Society for Linguistic Anthropology
Oral Presentation Session
This presentation describes the complicated, vexed relationship between written and spoken Tibetan language varieties, demonstrated through Storybooks Himalaya, a new addition to the open educational resource project Global Storybooks (https://globalstorybooks.net/). Foreign linguists assert that the language group called “Tibetic” includes as many as 25 mutually unintelligible languages and 220 dialects that share a single sacred literary language (Tournadre 2008). In addition to translating stories from English into Central Tibetan (dbu skad), which has a standardized written form, the Vancouver-based Storybooks Himalaya team also translated the stories into a variety of Amdo (amdo skad) and Kham (khams skad) respectively, two spoken varieties that do not have modern orthographic and grammatical standards distinct from literary Tibetan. While many members of the local Tibetan community supported the project, others were deeply critical, insisting that writing vernacular language would make something new (gsar bzo) that would only distance readers from the sacred language of the Tibetan Buddhist canon. This conservatism derives from the intimate connection between written Tibetan and Buddhism; Tibetan scriptures specify that in this era, the Tibetan letters are themselves the living presence of the Buddha (rdza dpalsprul rinpoche 2010).
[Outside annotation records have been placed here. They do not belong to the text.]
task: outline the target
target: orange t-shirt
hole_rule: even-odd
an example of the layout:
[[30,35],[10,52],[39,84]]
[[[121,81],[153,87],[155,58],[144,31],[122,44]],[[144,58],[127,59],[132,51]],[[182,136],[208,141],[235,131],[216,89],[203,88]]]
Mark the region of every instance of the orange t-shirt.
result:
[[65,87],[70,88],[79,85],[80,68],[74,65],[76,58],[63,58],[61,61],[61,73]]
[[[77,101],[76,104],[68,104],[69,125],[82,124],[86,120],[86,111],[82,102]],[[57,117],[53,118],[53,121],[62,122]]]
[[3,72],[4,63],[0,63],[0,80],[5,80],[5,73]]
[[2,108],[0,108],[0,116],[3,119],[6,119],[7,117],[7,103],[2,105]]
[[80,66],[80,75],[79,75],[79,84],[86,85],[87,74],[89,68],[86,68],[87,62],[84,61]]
According to this logic, any written rendering of spoken language that deviates from the grammatical and orthographic standards of literary Tibetan degrades the sacred Buddhist language. Such conservative language ideology poses significant obstacles for those seeking to revitalize distinctive spoken varieties. This presentation explores these complex sociolinguistic dynamics and speaks more broadly to tensions between classical and vernacular, written and spoken, language.